Volume 34 Numéro 12, le 17 février 2017

À propos de Trump, de Mexique et d’ALENA


Par Jean-Philippe Boucher agr., MBA


C’est le branle-bas de combat depuis quelques semaines maintenant. Des quatre coins de la planète, dirigeants, politiciens, économistes, journalistes et analystes tentent tant bien que mal d’évaluer avec justesse les répercussions de la prise de pouvoir et des premiers décrets de Donald Trump comme 45e président des États-Unis.

Qu’on en parle en bien ou en mal, le personnage ne laisse pas indifférent. Ses projets, ses opinions et sa vision parfois très tranchante proposent une cassure nette avec l’idéologie démocrate et les mesures établies par son prédécesseur, Barack Obama.

Du côté agricole, la vision du nouveau gouvernement et ses répercussions sont floues. On sait cependant que l’accord de partenariat transpacifique (PTP) n’est plus, et que celui de libre-échange nord-américain (ALENA) en vigueur depuis 1994 sera de retour sur la table de négociation.

Aux États-Unis, les dernières semaines auront vu un vent d’inquiétude souffler sur le milieu agricole. Le retrait du PTP et la remise en question de l’ALENA dans sa forme actuelle préoccupent, et avec raison.

Dans le monde, les États-Unis demeurent l’un des chefs de file de la production agricole dans plusieurs marchés, comme l’illustre le tableau suivant.

Sur une base annuelle, les États-Unis n’étant bien entendu pas à même de consommer l’ensemble de son volume de production de grains et viandes, nul besoin de souligner ici l’importance de conserver des canaux de distribution à l’exportation les plus fluides et avantageux possibles.

S’il est vrai que la nouvelle administration américaine aura toujours la possibilité de renégocier sur une base bilatérale de nouvelles ententes, dans l’immédiat, l’absence de plans concrets pour donner suite au retrait du PTP et à la renégociation de l’ALENA a donc de quoi rendre nerveux.

L’approche beaucoup plus protectionniste du nouveau président américain n’est pas sans soulever aussi plusieurs interrogations.
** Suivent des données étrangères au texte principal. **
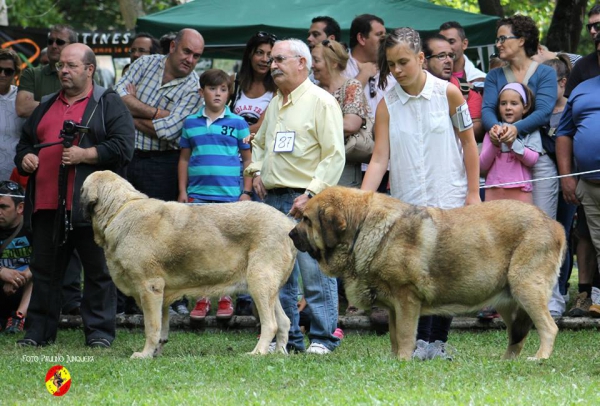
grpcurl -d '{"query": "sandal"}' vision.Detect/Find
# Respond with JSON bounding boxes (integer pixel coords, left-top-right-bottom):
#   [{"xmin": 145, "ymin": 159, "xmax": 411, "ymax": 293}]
[
  {"xmin": 17, "ymin": 338, "xmax": 41, "ymax": 347},
  {"xmin": 87, "ymin": 338, "xmax": 110, "ymax": 348}
]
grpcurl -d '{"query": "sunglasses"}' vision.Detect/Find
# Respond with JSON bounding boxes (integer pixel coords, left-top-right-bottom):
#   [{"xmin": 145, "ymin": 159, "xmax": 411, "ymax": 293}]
[
  {"xmin": 585, "ymin": 21, "xmax": 600, "ymax": 32},
  {"xmin": 321, "ymin": 39, "xmax": 335, "ymax": 52},
  {"xmin": 425, "ymin": 52, "xmax": 456, "ymax": 61},
  {"xmin": 255, "ymin": 31, "xmax": 277, "ymax": 42},
  {"xmin": 48, "ymin": 38, "xmax": 67, "ymax": 47},
  {"xmin": 495, "ymin": 35, "xmax": 519, "ymax": 45},
  {"xmin": 0, "ymin": 68, "xmax": 15, "ymax": 76},
  {"xmin": 129, "ymin": 48, "xmax": 150, "ymax": 54}
]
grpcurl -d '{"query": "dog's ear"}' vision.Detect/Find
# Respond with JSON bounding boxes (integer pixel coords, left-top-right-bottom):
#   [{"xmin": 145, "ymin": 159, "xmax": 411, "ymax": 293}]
[{"xmin": 319, "ymin": 204, "xmax": 346, "ymax": 248}]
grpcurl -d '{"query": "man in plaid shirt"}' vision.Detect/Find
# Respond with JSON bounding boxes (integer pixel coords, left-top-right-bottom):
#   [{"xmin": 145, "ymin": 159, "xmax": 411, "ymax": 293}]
[{"xmin": 116, "ymin": 29, "xmax": 204, "ymax": 200}]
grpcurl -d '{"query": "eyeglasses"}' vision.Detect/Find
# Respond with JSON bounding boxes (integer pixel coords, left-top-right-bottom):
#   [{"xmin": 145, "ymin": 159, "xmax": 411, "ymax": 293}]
[
  {"xmin": 0, "ymin": 180, "xmax": 24, "ymax": 196},
  {"xmin": 48, "ymin": 38, "xmax": 67, "ymax": 47},
  {"xmin": 0, "ymin": 68, "xmax": 15, "ymax": 76},
  {"xmin": 255, "ymin": 31, "xmax": 277, "ymax": 42},
  {"xmin": 369, "ymin": 76, "xmax": 377, "ymax": 99},
  {"xmin": 267, "ymin": 55, "xmax": 302, "ymax": 65},
  {"xmin": 425, "ymin": 52, "xmax": 456, "ymax": 61},
  {"xmin": 321, "ymin": 39, "xmax": 335, "ymax": 52},
  {"xmin": 54, "ymin": 62, "xmax": 91, "ymax": 70},
  {"xmin": 129, "ymin": 48, "xmax": 150, "ymax": 54},
  {"xmin": 585, "ymin": 21, "xmax": 600, "ymax": 32},
  {"xmin": 494, "ymin": 35, "xmax": 519, "ymax": 45}
]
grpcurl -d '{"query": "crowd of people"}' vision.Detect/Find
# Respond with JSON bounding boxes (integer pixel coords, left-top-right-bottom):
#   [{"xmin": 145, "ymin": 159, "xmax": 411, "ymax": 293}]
[{"xmin": 0, "ymin": 5, "xmax": 600, "ymax": 360}]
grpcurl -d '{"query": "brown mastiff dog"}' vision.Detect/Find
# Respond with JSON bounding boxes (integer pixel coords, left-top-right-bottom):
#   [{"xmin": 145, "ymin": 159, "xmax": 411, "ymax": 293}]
[
  {"xmin": 290, "ymin": 187, "xmax": 565, "ymax": 360},
  {"xmin": 81, "ymin": 171, "xmax": 296, "ymax": 358}
]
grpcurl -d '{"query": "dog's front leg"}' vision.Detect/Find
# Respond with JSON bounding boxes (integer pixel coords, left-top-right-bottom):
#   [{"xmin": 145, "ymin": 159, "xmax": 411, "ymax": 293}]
[
  {"xmin": 131, "ymin": 278, "xmax": 168, "ymax": 358},
  {"xmin": 390, "ymin": 290, "xmax": 421, "ymax": 361}
]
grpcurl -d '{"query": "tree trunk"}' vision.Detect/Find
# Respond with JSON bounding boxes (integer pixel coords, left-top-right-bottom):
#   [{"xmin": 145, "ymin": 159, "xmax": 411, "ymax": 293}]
[
  {"xmin": 0, "ymin": 0, "xmax": 8, "ymax": 27},
  {"xmin": 477, "ymin": 0, "xmax": 504, "ymax": 17},
  {"xmin": 119, "ymin": 0, "xmax": 146, "ymax": 30},
  {"xmin": 546, "ymin": 0, "xmax": 587, "ymax": 53}
]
La relation avec le Mexique est spécialement sous les feux de la rampe présentement avec la mise en branle de la construction d’un mur entre les pays. Les conséquences des menaces de représailles des États-Unis ne sont pas non plus sans danger. C’est notamment le cas  pour les fabricants d’automobiles désireux d’implanter des usines au Mexique.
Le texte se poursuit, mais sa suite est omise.